No tuve mejor idea que postular a los mejores hoteles de Italia y me mandè con mi aùn poca experiencia pero con mis tantas ganas de crecer. A la semana me llamaron mientras estaba haciendo una especializaciòn en pizzeria, nada màs y nada menos que para una gran cadena de hoteles, tal vez una de las màs potentes del mundo. El hotel con el màs grande campo de golf de Europa me estaba llamando a hacer una prueba dos semanas despuès en su exclusivo y lujoso hotel con 130 hectàreas y 7 restaurantes en su interior.
Llegò aquel bendito dìa y Sicilia me recibiò con màs de 15 grados cuando en pleno Milan era pleno invierno. El acento era inconfundible, parecìa que extendìan sus labios y lengua al hablar como aplastadito.

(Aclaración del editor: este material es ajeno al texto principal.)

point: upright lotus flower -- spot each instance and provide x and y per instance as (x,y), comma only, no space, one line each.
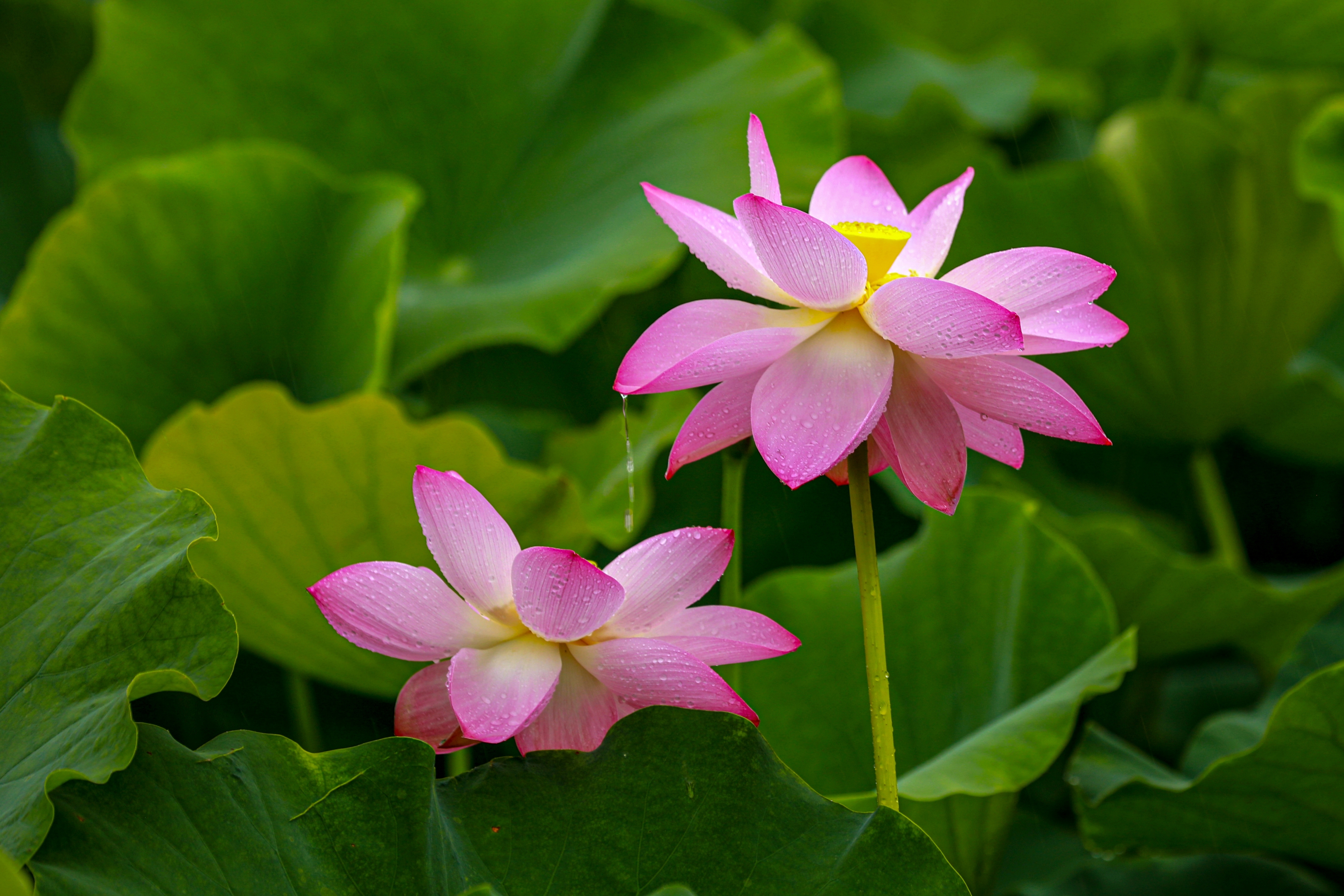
(874,346)
(545,647)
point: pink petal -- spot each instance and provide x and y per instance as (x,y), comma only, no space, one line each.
(709,342)
(992,438)
(471,542)
(499,691)
(720,419)
(1035,278)
(425,711)
(881,456)
(718,241)
(720,635)
(562,597)
(932,226)
(402,612)
(937,319)
(765,182)
(577,718)
(804,256)
(666,574)
(1070,330)
(648,672)
(816,404)
(928,437)
(855,188)
(1018,391)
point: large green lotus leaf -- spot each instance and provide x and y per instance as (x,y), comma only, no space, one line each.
(1304,417)
(996,632)
(304,491)
(596,457)
(175,280)
(1046,859)
(528,124)
(1281,796)
(99,605)
(1224,273)
(672,797)
(1288,33)
(1183,602)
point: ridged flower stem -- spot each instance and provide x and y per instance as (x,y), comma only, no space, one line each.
(1217,511)
(874,636)
(730,518)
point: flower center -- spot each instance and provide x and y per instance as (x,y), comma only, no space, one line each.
(879,243)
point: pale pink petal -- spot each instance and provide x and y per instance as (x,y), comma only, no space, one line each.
(816,404)
(765,182)
(1035,278)
(562,597)
(720,419)
(578,715)
(425,711)
(937,319)
(1070,330)
(928,437)
(1018,391)
(709,342)
(932,226)
(804,256)
(881,456)
(718,241)
(720,635)
(647,672)
(402,612)
(499,691)
(666,574)
(855,188)
(471,542)
(992,438)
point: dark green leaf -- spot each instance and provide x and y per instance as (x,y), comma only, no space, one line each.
(1183,602)
(528,124)
(672,796)
(302,492)
(1283,794)
(996,632)
(1224,273)
(596,457)
(99,605)
(1045,859)
(175,280)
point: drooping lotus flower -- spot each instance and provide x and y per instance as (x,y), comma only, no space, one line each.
(875,346)
(545,647)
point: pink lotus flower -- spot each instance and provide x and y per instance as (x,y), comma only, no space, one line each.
(875,346)
(545,647)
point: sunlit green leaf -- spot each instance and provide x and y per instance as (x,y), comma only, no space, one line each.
(175,280)
(672,797)
(528,124)
(596,457)
(996,632)
(99,605)
(302,492)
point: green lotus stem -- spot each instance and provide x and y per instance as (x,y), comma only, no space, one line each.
(874,637)
(730,518)
(303,712)
(1217,511)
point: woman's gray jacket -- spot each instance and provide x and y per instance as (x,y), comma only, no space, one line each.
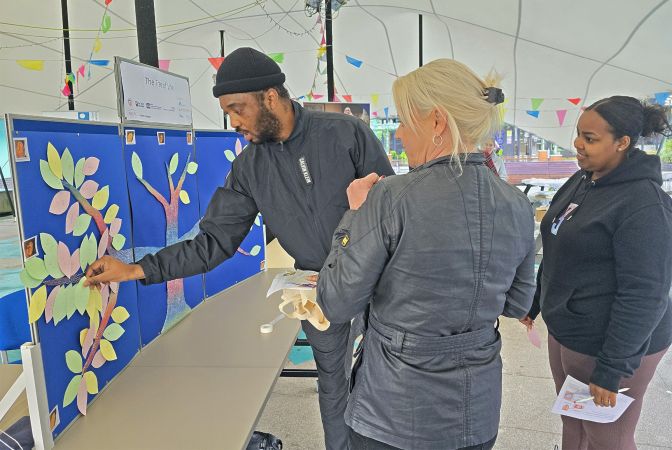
(439,256)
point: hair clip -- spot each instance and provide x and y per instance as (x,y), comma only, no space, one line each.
(494,95)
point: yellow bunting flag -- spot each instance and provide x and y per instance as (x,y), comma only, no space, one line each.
(31,64)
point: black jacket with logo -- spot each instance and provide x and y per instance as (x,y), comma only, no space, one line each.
(298,185)
(603,287)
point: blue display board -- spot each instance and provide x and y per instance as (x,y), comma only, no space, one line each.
(73,205)
(162,172)
(215,151)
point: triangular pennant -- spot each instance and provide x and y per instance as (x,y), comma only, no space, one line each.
(99,62)
(31,64)
(277,57)
(355,62)
(661,97)
(561,113)
(216,62)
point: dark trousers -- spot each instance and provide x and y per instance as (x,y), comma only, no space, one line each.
(329,348)
(583,435)
(359,442)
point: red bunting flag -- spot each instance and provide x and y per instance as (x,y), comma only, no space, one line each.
(216,62)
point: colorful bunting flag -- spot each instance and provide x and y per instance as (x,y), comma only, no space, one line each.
(661,97)
(107,23)
(31,64)
(216,62)
(561,113)
(355,62)
(277,57)
(99,62)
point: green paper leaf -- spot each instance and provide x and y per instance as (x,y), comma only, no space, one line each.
(81,296)
(54,161)
(107,350)
(136,164)
(71,390)
(100,199)
(184,196)
(111,213)
(49,177)
(38,301)
(91,382)
(81,225)
(61,304)
(36,268)
(79,172)
(174,161)
(74,361)
(113,332)
(68,166)
(29,281)
(51,264)
(120,314)
(107,23)
(118,241)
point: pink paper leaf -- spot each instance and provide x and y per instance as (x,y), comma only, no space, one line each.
(115,227)
(98,360)
(89,189)
(64,259)
(74,264)
(60,202)
(88,341)
(102,245)
(82,396)
(91,165)
(49,309)
(71,218)
(104,296)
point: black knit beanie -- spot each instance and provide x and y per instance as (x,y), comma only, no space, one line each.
(246,70)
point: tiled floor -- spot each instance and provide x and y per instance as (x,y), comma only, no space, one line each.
(526,422)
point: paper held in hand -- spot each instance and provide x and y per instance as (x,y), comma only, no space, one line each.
(573,390)
(292,279)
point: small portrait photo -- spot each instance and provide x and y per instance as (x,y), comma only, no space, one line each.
(30,247)
(54,418)
(130,137)
(21,149)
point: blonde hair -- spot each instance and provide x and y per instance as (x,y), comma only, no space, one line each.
(458,93)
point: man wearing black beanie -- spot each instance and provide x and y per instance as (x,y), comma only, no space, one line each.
(295,171)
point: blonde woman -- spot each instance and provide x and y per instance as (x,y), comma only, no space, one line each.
(438,254)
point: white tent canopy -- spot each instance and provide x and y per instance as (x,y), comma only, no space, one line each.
(544,50)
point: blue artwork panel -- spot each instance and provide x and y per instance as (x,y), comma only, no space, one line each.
(164,200)
(215,151)
(73,204)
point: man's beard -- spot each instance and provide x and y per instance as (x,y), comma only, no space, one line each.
(267,126)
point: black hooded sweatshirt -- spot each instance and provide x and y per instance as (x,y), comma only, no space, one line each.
(603,286)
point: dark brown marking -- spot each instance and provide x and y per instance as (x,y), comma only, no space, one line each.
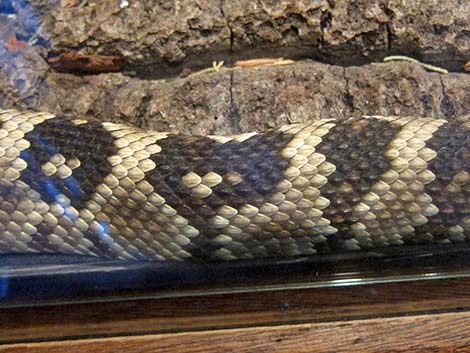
(356,147)
(91,144)
(452,145)
(250,170)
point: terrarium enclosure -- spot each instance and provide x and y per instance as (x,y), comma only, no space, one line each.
(183,72)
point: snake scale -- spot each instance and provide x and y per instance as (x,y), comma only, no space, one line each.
(110,190)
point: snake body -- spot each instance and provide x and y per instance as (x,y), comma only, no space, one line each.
(110,190)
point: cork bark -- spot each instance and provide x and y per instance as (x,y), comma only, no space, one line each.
(337,46)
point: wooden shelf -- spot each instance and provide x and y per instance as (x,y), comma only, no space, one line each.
(391,317)
(418,333)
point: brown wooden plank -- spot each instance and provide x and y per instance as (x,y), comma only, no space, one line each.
(229,311)
(420,333)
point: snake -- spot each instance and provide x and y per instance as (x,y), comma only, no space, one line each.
(87,187)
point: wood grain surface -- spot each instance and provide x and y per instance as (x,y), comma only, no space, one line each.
(446,332)
(134,317)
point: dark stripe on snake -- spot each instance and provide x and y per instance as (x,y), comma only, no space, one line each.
(450,190)
(356,147)
(90,143)
(250,170)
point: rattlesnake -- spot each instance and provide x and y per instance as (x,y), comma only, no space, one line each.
(105,189)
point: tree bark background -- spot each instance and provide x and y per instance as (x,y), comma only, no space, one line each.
(338,46)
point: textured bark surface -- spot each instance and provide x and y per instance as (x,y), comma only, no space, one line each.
(158,41)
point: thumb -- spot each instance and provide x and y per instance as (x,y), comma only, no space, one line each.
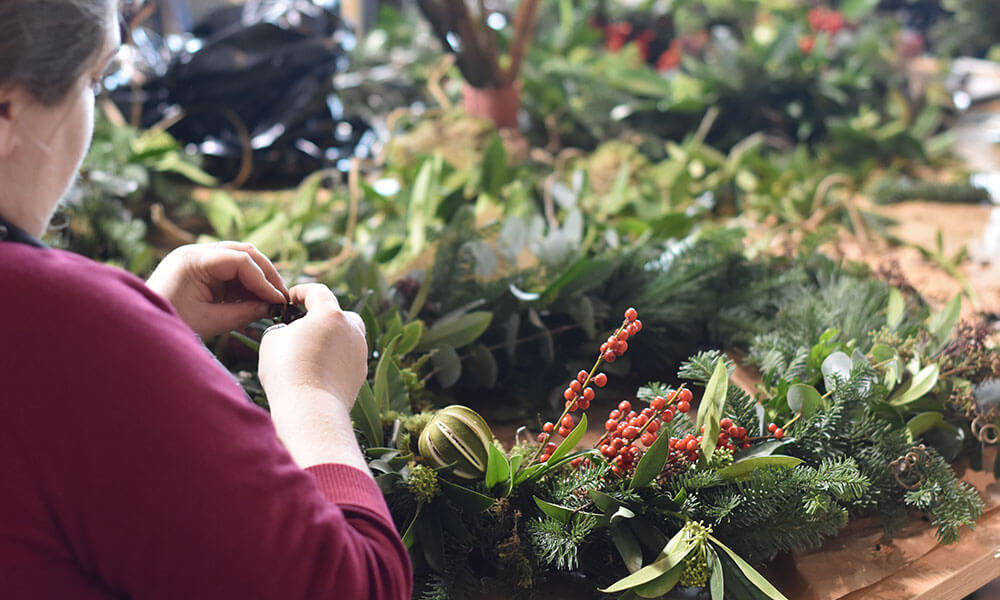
(220,318)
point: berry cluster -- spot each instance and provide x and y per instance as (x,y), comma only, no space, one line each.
(578,395)
(625,427)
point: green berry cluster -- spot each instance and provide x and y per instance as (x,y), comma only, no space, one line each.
(423,483)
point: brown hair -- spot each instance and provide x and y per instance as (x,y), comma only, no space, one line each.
(45,45)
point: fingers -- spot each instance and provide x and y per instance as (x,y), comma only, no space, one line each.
(226,265)
(313,295)
(270,272)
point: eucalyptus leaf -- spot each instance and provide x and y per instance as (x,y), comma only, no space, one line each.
(804,399)
(651,463)
(743,467)
(837,364)
(710,408)
(921,383)
(750,573)
(497,466)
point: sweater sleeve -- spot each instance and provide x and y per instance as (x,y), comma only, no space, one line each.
(165,482)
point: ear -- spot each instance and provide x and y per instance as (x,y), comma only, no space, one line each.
(9,108)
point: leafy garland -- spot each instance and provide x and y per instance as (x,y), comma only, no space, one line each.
(873,392)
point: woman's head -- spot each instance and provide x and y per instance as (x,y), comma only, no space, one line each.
(45,45)
(51,52)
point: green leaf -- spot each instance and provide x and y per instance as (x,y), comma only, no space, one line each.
(651,463)
(838,364)
(710,408)
(382,377)
(673,554)
(409,337)
(410,536)
(942,323)
(716,583)
(571,441)
(895,308)
(743,467)
(662,584)
(921,383)
(627,545)
(497,467)
(366,416)
(467,499)
(804,399)
(750,573)
(448,365)
(457,332)
(925,421)
(494,174)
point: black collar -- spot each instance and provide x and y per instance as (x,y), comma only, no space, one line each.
(12,233)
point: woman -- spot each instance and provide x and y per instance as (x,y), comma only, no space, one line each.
(132,464)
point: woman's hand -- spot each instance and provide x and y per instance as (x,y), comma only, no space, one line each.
(219,287)
(311,371)
(323,351)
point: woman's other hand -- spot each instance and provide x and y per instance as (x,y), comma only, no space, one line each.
(219,287)
(311,371)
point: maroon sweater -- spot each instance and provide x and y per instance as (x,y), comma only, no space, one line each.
(132,465)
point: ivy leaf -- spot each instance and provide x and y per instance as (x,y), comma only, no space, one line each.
(922,382)
(804,399)
(716,583)
(750,573)
(837,364)
(710,408)
(743,467)
(923,422)
(651,463)
(673,555)
(497,467)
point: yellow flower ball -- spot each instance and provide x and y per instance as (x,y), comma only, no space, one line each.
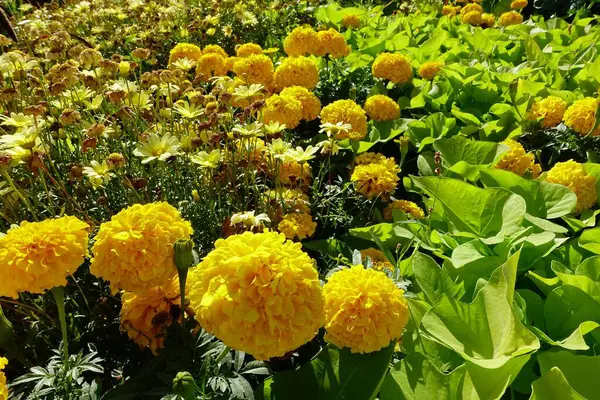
(283,109)
(348,112)
(184,50)
(572,175)
(392,66)
(38,256)
(146,317)
(297,225)
(258,293)
(134,250)
(311,105)
(351,21)
(296,71)
(302,40)
(518,161)
(256,68)
(430,70)
(410,208)
(211,65)
(551,110)
(331,42)
(376,179)
(382,108)
(364,310)
(581,116)
(248,49)
(510,18)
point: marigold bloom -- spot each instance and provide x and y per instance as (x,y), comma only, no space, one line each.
(375,179)
(392,66)
(296,71)
(364,310)
(348,112)
(382,108)
(551,110)
(572,175)
(283,109)
(297,225)
(146,316)
(248,49)
(518,161)
(409,208)
(185,50)
(256,68)
(311,105)
(302,40)
(38,256)
(581,116)
(351,21)
(510,18)
(258,293)
(134,250)
(379,260)
(430,70)
(331,42)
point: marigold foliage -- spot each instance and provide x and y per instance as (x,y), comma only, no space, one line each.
(38,256)
(382,108)
(581,116)
(572,175)
(258,293)
(134,250)
(364,310)
(296,71)
(392,66)
(518,161)
(551,110)
(348,112)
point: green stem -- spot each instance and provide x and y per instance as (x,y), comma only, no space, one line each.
(59,296)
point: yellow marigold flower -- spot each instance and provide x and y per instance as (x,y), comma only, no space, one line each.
(551,110)
(248,49)
(256,68)
(510,18)
(581,116)
(258,293)
(376,179)
(572,175)
(134,250)
(184,50)
(302,40)
(392,66)
(518,4)
(382,108)
(296,71)
(311,105)
(380,261)
(210,65)
(297,225)
(146,316)
(408,207)
(364,310)
(283,109)
(348,112)
(429,70)
(351,21)
(38,256)
(518,161)
(215,49)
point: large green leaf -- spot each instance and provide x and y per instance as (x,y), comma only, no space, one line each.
(481,212)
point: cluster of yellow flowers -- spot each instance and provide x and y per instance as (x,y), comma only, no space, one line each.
(38,256)
(572,175)
(518,161)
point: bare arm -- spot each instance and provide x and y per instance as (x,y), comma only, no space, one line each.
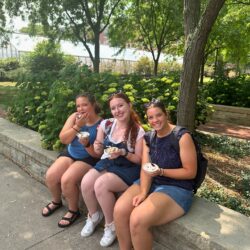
(71,127)
(136,156)
(98,144)
(188,159)
(145,179)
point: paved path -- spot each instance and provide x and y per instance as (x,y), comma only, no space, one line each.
(21,224)
(231,130)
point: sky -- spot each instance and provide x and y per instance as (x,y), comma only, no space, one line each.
(18,23)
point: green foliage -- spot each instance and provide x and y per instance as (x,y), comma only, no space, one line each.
(144,66)
(7,94)
(217,195)
(48,102)
(7,69)
(230,91)
(226,145)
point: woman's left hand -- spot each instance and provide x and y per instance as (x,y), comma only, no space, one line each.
(153,174)
(84,141)
(138,199)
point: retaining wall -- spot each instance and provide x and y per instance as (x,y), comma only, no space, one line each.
(206,226)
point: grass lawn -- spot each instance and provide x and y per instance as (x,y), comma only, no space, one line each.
(228,179)
(7,92)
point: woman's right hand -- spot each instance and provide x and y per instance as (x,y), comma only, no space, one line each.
(138,199)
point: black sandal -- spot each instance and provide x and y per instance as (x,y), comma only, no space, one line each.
(52,210)
(71,220)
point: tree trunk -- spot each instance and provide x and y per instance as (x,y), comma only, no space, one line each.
(195,45)
(202,70)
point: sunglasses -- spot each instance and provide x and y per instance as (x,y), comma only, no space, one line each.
(119,93)
(153,102)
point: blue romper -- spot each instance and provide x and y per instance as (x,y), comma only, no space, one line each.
(121,166)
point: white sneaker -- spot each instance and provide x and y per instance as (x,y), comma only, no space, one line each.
(109,235)
(90,225)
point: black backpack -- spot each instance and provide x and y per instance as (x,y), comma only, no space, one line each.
(201,160)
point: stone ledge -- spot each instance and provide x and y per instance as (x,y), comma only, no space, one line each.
(206,226)
(230,115)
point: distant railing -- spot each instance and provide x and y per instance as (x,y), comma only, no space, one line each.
(231,115)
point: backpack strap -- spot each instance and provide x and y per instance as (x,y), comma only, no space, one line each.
(108,125)
(149,137)
(176,135)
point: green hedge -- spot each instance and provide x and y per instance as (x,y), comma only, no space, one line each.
(45,105)
(234,91)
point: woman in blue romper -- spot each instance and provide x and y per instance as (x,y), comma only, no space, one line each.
(116,171)
(65,174)
(162,195)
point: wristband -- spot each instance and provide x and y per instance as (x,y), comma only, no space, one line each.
(126,152)
(76,130)
(161,171)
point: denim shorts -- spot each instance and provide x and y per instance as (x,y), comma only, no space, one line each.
(183,197)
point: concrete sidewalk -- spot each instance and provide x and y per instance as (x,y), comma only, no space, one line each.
(21,223)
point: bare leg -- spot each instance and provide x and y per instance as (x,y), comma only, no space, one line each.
(70,186)
(123,209)
(105,188)
(157,209)
(53,178)
(88,192)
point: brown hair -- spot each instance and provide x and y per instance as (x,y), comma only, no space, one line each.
(134,120)
(155,103)
(92,100)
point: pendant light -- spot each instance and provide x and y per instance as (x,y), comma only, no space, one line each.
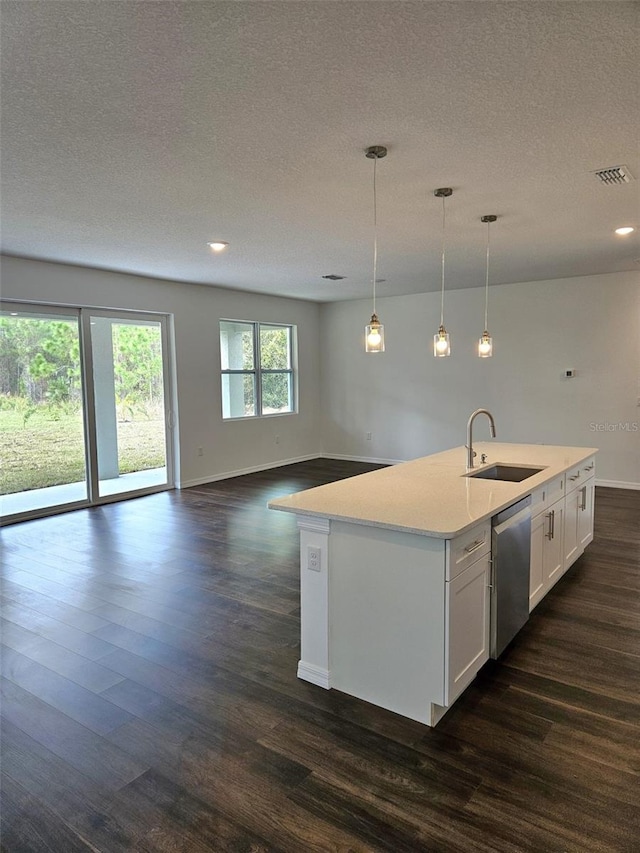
(374,331)
(441,342)
(485,344)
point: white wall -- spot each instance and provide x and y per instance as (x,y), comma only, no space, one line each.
(414,404)
(228,445)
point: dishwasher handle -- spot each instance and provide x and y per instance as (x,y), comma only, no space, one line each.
(512,520)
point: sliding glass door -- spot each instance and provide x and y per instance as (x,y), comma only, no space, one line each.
(129,402)
(42,437)
(84,414)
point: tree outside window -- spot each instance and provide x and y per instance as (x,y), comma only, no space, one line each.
(257,369)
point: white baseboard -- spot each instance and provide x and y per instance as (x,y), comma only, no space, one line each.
(314,674)
(212,478)
(617,484)
(375,460)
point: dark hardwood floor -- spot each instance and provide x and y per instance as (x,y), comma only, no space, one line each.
(150,699)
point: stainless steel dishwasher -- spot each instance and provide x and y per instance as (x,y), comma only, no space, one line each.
(511,559)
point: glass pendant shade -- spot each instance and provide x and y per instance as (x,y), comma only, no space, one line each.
(374,331)
(485,343)
(485,346)
(441,343)
(374,335)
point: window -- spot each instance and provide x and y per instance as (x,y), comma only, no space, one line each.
(257,369)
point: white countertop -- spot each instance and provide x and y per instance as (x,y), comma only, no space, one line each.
(431,496)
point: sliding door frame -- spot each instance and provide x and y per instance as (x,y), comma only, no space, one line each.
(83,315)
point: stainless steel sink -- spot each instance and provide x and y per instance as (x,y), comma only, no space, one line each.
(504,471)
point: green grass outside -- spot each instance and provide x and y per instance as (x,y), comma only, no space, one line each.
(45,452)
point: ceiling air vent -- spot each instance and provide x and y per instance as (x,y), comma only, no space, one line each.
(614,175)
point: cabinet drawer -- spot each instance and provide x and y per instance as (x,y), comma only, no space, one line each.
(467,548)
(574,475)
(546,495)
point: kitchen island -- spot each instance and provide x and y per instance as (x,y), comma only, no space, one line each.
(396,568)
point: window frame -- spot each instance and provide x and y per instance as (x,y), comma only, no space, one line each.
(257,371)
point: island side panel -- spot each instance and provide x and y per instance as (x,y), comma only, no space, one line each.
(313,665)
(386,618)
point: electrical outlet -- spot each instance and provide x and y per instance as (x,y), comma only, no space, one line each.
(314,557)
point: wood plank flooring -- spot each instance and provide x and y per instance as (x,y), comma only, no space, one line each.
(150,699)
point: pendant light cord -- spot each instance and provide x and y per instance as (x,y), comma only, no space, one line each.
(442,290)
(486,283)
(375,233)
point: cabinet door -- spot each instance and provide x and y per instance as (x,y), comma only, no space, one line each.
(553,541)
(585,513)
(571,542)
(537,572)
(467,647)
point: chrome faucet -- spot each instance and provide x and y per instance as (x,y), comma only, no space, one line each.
(469,445)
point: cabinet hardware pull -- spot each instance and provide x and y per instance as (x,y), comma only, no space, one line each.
(552,524)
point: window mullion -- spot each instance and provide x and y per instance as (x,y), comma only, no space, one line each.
(257,356)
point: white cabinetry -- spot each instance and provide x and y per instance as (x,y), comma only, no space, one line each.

Lleguè a Palermo y me pareciò estar en la Av. Abancay en Lima. Era todo tan grande, tan acogedor y a la vez tan sucio. Me morìa de hambre, caminè por toda la plaza. Eran las 11am y no habia tomado ni desayuno, pasè por un restaurante y habìa una caretilla afuera, Sì, carretilla, es es comùn en el Sur, un senor vendìa el clàsico "Pane e milza" o sea "Pan con baso". Era extrano y tal vez al decirlo asì pensarìn que es una asquerosidad medio babosa, pero no. Al darle el primer mordido a la inmensa mafalda (pan tipico siciliano a forma de trenza con ajonjolì encima), tenìa uno de los sabores màs deliciosos que haya probado en mi vida. Bendije al carretillero y le dije que siempre quise conocer su ciudad, que todos los sicilianos que habìa conocido en mi vida eran personas muy generosas, que me habìan hablado de sus platos exquisitos y ahora yo era muy afortunada de poderlos comer. El carretillero me mirò admirado preguntàndome de dònde venìa. Le dije: .-Soy peruana pero vivo en la provincia de Como-. Me dijo:- Eres peruana? pensè que eras comense porque hablas muy bien el italiano, pero no me tienes que pagar, èsto te lo quiero ofrecer yo- Le dije que no era necesario, pero me dijo:- Si tanto te ha gustado Sicilia, volveràs a èsta hermosa tierra y èsta vez si lo pagaràs.- Le agradecì enormemente y le dije que esperaba que la prueba fuera bien.
Lleguè al hotel, era màs gigante de lo que pensaba, debìa transladarme en coche de un lugar a otro. Los companeros de trabajo se mostraron muy serviciales y aunque me morìa de miedo, la prueba fue bastante bien. El chef principal, una persona autèntica, sincera y precisa, todo era maravilloso.
Regresè a Como despuès de dos dìas con la incertidumbre de saber si me llamarìan o no. A las dos semanas obtuve la respuesta. Mi entrevista y prueba habìa ido bastante bien e iniciaba a trabajar el primero de abril. Gritè de la felicidad y agradecì mil veces a Dios.
La vida està llena de metas, de batallas por hacer para lograrlos, como alguna vez leì: "Un sueño no se hace realidad a través de la magia; conlleva sudor, determinaciòn y trabajo duro". Y como para determinadas nadie me gana pues a darle duro a èsta nueva travesìa! y ahora mientras estoy en el bus que me llevarà a Sicilia, viajando por 24 horas percorrerè toda Italia y aunque tal vez llegue con un gran dolor de espalda y de alguna otra parte trasera, vale la pena. Todo vale la pena.